Aminolipids elicit functional trade-offs between competitiveness and bacteriophage attachment in Ruegeria pomeroyi

Bacterial strains and cultivation

All marine bacteria used in this study were cultivated using the ½ YTSS (yeast-tryptone-sea salt) medium (DSMZ 974), containing yeast extract 2 g/L, tryptone 1.25 g/L and Sigma sea salts 20 g/L or the defined marine ammonium mineral salt (MAMS) medium (DSMZ 1313) where HEPES (10 mM, pH 8.0) replaced the phosphate buffer [16]. All cultures were grown at 30 °C aerobically in a shaker (150 rpm).

For growth competition assays between the WT and the olsA mutant, cultures of bacteria were grown in 10 mL ½ YTSS medium for the WT strain, or with the addition of 10 µg/mL gentamicin for the olsA mutant since a gentamicin cassette was inserted to construct the mutant [4]. Cells were harvested at mid-late exponential phase and diluted to an optical density measured at 540 nm (OD₅₄₀) of 1.0. These cells were then both inoculated at 1% (v/v) into 250 mL flasks containing 50 mL growth media (either ½ YTSS or MAMS + 0.5 mM Pi) in triplicate and grown at 30 °C with shaking at 140 rpm. At time point 0 h, 100 µL samples were removed in triplicate from each flask. These samples were then ten-fold serially diluted in the same growth media to a dilution of 10⁻⁹. From each serial dilution tube, 10 µL droplets were pipetted in triplicate onto agar plates containing either ½ YTSS agar (to count both the WT and the olsA mutant) or ½ YTSS agar + 10 µg/mL gentamicin (to count just the olsA mutant). Once the droplets were dry, plates were incubated at 30 °C for 3-4 days. Colony forming units (CFU) were determined by counting the number of colonies in the dilution number where single colonies were clearly visible. For the cultures grown in ½ YTSS medium, samples were removed and enumerated using the same method at time points 24 h and 96 h. For the cultures grown in MAMS media + 0.5 mM Pi, samples were removed and enumerated at time points 0 h, 48 h and 96 h.

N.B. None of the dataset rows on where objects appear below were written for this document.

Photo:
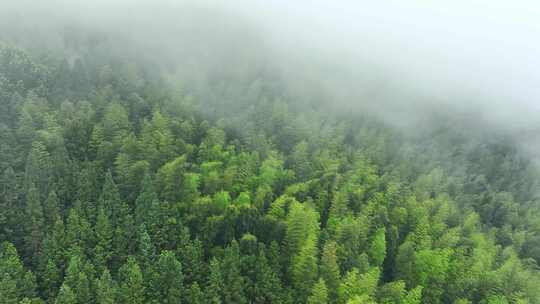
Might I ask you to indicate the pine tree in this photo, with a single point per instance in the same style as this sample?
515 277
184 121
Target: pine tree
131 289
329 269
377 250
105 289
104 233
215 283
52 209
166 279
319 293
34 213
195 295
144 201
66 296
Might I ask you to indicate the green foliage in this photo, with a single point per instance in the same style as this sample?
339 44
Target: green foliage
118 188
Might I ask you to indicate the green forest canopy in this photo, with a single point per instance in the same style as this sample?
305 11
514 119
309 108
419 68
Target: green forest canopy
116 187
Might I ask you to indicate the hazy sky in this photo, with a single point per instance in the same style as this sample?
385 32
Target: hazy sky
481 54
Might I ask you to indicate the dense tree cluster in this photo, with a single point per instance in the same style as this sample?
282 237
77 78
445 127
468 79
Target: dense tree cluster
117 188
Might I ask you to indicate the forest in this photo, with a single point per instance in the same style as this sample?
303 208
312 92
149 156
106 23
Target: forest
117 185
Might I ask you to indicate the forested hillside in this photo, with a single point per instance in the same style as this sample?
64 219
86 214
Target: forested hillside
118 187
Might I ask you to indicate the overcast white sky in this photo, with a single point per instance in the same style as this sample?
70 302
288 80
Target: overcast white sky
486 52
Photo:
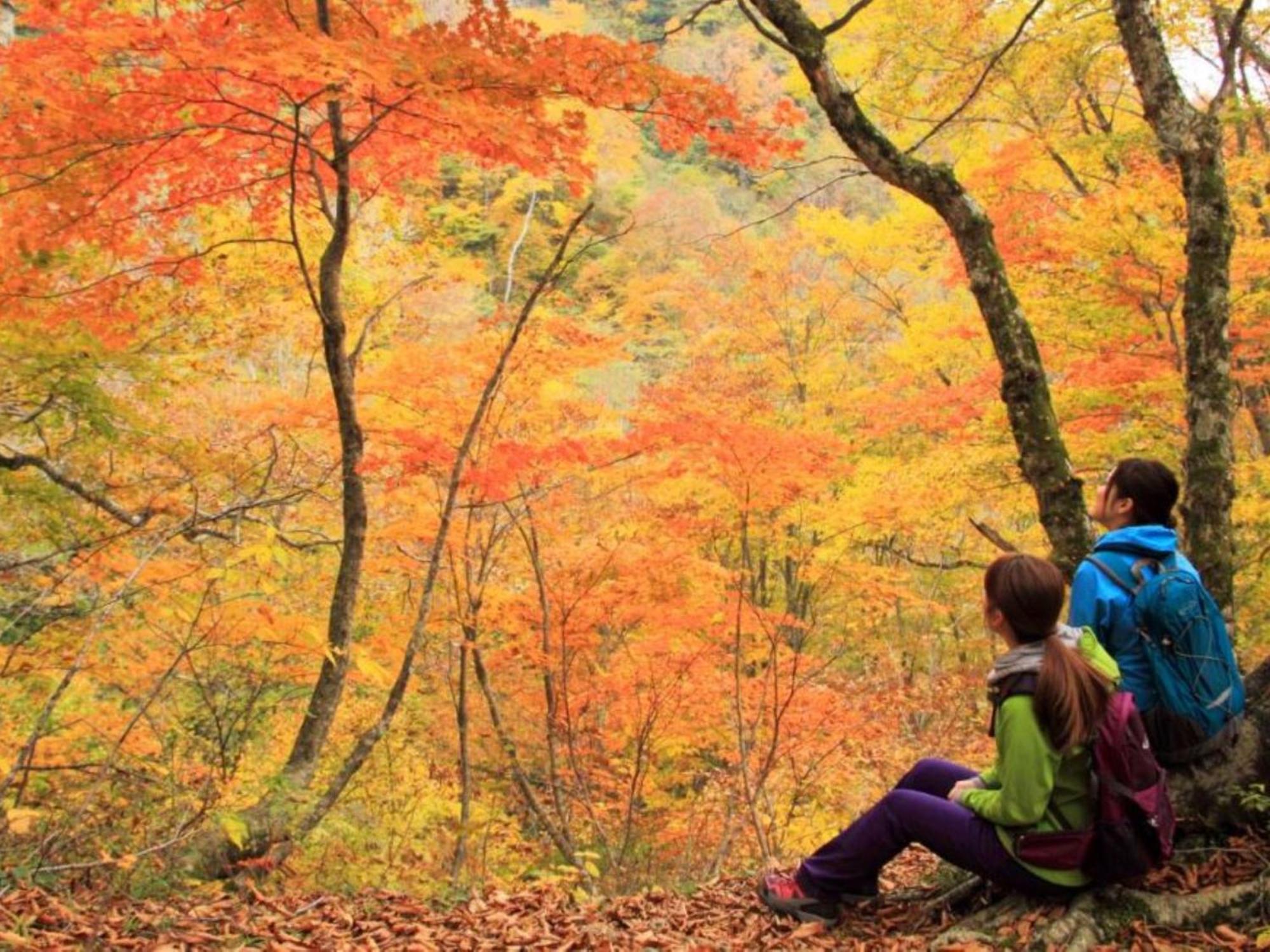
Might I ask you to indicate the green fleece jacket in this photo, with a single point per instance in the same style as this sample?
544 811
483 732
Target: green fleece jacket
1032 786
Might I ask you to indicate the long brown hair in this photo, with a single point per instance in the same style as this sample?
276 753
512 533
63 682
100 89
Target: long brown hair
1071 694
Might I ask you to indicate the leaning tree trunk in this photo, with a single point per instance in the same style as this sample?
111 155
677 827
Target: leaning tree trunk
341 369
1193 140
1024 390
215 852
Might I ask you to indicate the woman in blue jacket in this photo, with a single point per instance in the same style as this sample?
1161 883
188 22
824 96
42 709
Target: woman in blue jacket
1135 505
1182 671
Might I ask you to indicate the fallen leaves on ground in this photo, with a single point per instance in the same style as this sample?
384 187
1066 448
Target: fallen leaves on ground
725 915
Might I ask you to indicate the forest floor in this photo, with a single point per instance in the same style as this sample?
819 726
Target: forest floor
725 915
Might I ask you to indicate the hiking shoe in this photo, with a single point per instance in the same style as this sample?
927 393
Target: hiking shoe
782 894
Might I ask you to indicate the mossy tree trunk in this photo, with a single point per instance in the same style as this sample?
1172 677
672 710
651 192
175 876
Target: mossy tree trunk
1193 140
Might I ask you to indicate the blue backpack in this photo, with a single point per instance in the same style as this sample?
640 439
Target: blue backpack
1191 658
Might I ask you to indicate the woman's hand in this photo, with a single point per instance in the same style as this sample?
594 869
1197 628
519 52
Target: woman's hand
963 788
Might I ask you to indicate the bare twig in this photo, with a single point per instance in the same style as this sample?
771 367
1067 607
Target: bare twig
984 78
994 536
857 8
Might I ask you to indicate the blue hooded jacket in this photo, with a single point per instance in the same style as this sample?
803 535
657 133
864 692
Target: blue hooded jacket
1099 604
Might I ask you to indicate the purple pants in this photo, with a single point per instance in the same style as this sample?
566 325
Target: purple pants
918 812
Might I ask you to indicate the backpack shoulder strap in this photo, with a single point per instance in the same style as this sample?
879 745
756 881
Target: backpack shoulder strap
1006 689
1112 574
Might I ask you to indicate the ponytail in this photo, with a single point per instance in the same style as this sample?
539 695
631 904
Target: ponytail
1071 696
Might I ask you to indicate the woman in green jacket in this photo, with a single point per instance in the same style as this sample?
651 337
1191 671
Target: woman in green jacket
1041 781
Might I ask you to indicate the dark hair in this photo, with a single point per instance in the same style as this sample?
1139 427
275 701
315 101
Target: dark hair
1071 694
1153 488
1028 591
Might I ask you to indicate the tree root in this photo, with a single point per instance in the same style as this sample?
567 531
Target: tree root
1099 916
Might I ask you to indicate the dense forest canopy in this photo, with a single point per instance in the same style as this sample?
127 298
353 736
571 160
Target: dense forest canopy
530 440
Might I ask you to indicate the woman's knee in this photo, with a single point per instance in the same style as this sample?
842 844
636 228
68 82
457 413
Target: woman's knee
930 776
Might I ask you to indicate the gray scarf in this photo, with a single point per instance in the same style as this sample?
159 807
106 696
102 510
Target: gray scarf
1028 658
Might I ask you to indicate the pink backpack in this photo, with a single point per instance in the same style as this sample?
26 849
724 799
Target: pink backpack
1133 826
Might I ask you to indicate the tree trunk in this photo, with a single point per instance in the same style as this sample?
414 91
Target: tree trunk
1212 794
330 687
1257 398
1193 139
465 771
1042 454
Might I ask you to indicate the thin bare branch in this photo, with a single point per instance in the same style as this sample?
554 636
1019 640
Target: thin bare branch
853 12
984 78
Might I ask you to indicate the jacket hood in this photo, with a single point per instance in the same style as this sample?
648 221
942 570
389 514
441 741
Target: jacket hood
1150 540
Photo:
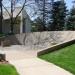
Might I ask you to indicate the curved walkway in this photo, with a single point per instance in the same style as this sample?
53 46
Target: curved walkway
27 63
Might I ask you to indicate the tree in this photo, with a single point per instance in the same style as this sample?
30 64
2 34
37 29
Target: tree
58 16
12 5
45 9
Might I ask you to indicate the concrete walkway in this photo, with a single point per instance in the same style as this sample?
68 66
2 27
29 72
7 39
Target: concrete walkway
27 63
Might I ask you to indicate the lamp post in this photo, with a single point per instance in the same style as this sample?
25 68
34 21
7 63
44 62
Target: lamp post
1 16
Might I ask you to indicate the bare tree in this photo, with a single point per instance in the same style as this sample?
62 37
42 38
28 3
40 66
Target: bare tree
12 7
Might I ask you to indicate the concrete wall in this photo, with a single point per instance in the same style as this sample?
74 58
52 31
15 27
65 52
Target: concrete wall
42 39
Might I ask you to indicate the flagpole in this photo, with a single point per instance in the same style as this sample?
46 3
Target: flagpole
1 16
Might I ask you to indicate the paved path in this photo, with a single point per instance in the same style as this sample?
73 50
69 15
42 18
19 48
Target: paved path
27 63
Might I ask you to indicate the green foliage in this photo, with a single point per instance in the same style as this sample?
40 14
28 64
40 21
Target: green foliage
71 20
64 58
58 16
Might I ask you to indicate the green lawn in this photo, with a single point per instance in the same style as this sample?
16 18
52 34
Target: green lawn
64 58
6 69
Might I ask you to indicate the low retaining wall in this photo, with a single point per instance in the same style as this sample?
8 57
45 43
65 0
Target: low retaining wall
56 47
41 39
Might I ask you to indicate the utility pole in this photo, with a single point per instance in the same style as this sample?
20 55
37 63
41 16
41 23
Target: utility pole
11 16
1 16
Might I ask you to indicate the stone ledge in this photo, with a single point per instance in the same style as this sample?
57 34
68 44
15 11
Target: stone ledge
55 47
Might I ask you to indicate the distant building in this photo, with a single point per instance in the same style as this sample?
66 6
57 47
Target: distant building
22 24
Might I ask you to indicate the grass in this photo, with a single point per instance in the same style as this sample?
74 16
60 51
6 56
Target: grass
6 69
64 58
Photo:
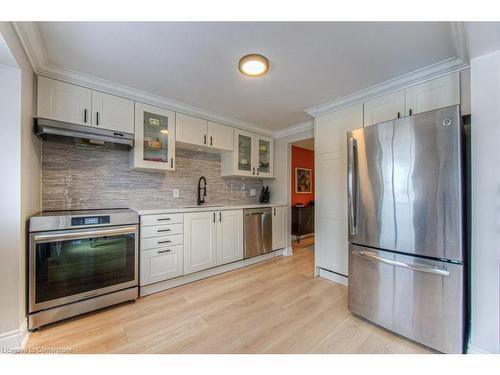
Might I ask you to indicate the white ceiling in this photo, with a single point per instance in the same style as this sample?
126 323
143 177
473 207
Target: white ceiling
196 63
308 144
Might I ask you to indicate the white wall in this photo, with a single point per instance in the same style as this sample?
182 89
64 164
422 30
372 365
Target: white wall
21 151
281 185
485 262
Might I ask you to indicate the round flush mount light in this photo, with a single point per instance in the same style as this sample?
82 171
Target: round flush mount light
254 65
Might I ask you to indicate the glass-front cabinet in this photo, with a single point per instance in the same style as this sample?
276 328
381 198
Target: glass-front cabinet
265 156
245 153
154 146
252 156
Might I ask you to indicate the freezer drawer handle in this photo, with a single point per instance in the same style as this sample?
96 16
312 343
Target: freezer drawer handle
414 267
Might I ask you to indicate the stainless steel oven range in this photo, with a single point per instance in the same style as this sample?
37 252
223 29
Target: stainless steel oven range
80 261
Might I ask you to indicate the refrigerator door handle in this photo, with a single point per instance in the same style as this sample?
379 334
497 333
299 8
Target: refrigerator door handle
413 267
351 185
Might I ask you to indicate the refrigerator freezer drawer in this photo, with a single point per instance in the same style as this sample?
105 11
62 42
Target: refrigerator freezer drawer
417 298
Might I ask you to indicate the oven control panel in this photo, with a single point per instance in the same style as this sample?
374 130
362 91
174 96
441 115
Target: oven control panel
89 220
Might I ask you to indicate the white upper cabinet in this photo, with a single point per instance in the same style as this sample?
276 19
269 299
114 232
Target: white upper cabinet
384 108
437 93
112 112
194 131
229 236
279 228
252 156
220 136
154 141
426 96
263 155
66 102
63 101
191 130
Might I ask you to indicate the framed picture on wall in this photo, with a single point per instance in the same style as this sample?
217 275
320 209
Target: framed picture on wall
303 180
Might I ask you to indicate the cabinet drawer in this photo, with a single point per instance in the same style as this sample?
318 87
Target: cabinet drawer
157 242
161 230
161 264
148 220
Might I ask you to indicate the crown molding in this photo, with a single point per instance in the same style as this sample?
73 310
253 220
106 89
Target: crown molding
32 42
429 72
294 129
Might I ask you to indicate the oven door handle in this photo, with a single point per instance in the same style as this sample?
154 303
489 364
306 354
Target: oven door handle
74 235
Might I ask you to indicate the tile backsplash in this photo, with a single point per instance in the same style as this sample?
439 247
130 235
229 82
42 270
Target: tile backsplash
85 177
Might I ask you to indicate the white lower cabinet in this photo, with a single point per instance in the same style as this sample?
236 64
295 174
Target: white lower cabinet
229 236
279 228
212 239
161 264
200 241
162 248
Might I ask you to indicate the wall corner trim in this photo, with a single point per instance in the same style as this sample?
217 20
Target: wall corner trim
471 349
16 340
294 129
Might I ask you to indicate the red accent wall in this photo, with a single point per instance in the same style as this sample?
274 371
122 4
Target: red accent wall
302 158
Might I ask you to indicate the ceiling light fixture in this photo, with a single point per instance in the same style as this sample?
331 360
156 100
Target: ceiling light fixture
254 65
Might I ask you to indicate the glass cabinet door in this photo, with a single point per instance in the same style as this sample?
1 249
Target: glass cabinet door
155 137
244 153
154 146
264 156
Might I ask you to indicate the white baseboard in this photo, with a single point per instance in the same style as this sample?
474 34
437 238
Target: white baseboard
471 349
186 279
287 251
16 340
332 276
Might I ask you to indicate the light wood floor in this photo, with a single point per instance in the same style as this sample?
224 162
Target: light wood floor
276 306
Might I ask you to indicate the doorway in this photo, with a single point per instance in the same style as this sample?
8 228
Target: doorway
302 194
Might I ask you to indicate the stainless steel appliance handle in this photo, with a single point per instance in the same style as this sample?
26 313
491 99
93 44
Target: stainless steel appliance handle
413 267
84 234
351 184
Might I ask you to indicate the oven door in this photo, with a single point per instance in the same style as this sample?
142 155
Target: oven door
71 265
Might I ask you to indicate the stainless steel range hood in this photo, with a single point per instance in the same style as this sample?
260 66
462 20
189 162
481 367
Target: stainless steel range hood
45 128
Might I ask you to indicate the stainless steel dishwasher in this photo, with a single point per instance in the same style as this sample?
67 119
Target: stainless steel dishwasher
258 231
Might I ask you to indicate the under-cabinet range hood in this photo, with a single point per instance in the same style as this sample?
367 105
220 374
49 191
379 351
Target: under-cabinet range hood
45 128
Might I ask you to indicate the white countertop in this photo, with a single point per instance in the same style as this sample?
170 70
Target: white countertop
207 207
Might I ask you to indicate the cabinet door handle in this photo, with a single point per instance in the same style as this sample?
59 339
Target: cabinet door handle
164 251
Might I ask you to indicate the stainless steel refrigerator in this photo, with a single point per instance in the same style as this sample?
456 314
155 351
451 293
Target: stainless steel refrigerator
406 246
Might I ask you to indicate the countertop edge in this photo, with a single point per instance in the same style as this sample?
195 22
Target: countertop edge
202 208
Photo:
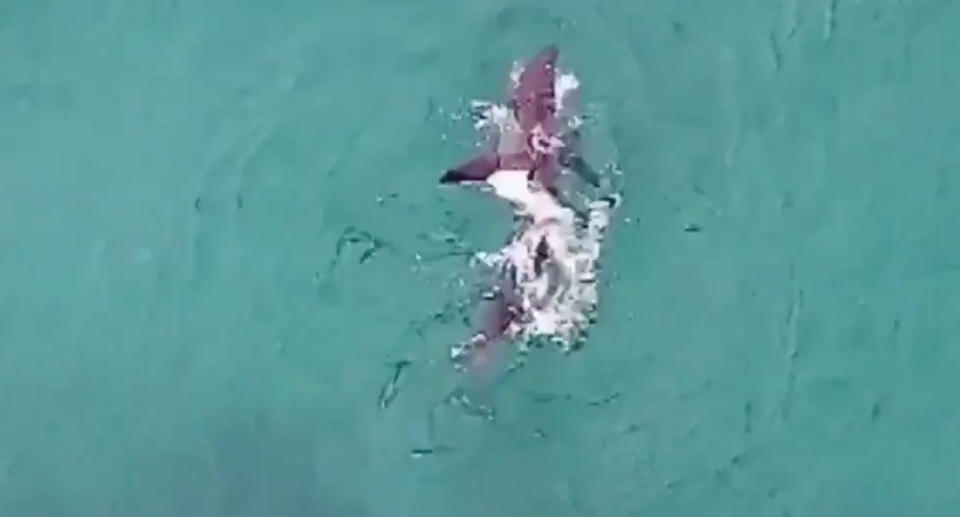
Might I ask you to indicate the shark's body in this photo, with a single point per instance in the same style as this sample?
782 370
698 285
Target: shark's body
546 273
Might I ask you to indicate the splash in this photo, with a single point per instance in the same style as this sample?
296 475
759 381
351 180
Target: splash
546 276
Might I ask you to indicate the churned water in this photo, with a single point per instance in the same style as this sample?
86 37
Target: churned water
229 279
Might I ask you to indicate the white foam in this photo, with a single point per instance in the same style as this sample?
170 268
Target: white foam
559 303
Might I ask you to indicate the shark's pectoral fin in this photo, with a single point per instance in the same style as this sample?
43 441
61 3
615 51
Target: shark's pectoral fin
477 169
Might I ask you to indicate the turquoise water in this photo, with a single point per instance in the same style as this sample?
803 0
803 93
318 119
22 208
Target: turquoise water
179 336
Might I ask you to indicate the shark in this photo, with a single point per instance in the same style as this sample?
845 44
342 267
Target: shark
544 286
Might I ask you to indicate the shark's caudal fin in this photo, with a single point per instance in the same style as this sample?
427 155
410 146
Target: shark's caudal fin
534 107
534 95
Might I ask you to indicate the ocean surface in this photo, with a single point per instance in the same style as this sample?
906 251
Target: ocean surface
229 279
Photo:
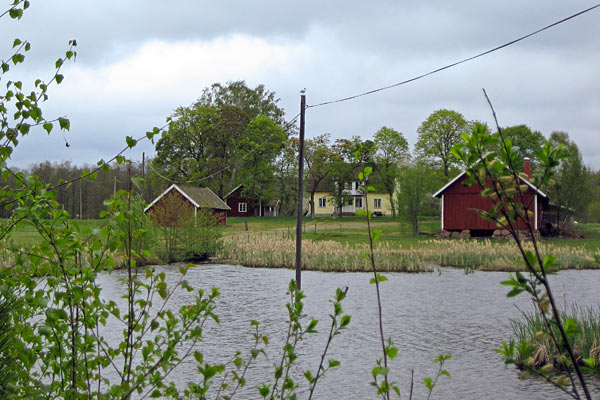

Membrane separation by sucrose density gradient ultracentrifugation

The WT strain and the olsA mutant were grown in ½ YTSS medium to OD₅₄₀ ~0.8. One litre of culture was then collected by centrifugation at 12,300 × g at 4 °C for 10 minutes, using a JLA 10.5 rotor. Cells were washed and resuspended in 50 mL HEPES buffer (pH 8.0, 10 mM). Cells were then pelleted by centrifugation at 4,500 × g at 4 °C for 10 min, before resuspending the pellet in 3 mL HEPES buffer (pH 8.0, 10 mM), containing 1.6X cOmplete Protease Inhibitor cocktail (Roche), 3X DNAse I buffer (NEB) and 6 units/mL DNase I (NEB). Cells were then lysed using a French Press at 1000 PSI. Cell debris was removed by centrifugation at 4,500 × g at 4 °C for 10 min and the supernatant was transferred to a new Oakridge centrifuge tube for pelleting total membranes by centrifugation at 75,600 × g at 10 °C for 45 min in a JA25.5 rotor. Pelleted membranes were then washed and resuspended in 20% (w/v) sucrose in HEPES buffer (10 mM, pH 8.0). Resuspended membrane samples were then layered on top of a stepwise gradient containing 3.3 mL 73% (w/v) sucrose at the bottom and 6.7 mL 53% (w/v) sucrose in between. Inner (IM) and outer (OM) membranes were separated by centrifugation at 140,000 × g at 4 °C, for 16 hours in a SW40-Ti rotor. The IM resided in the interface between the 53% (w/v) and 20% (w/v) sucrose layers and the OM in the interface between the 53% (w/v) and 73% (w/v) sucrose layers. Both IM and OM samples were removed from the sucrose density interface, diluted with 30 mL HEPES buffer (10 mM, pH 8.0), and pelleted by centrifugation at 75,600 × g for 45 min. IM and OM were then resuspended in 1 mL of the same HEPES buffer before lipid and protein extractions.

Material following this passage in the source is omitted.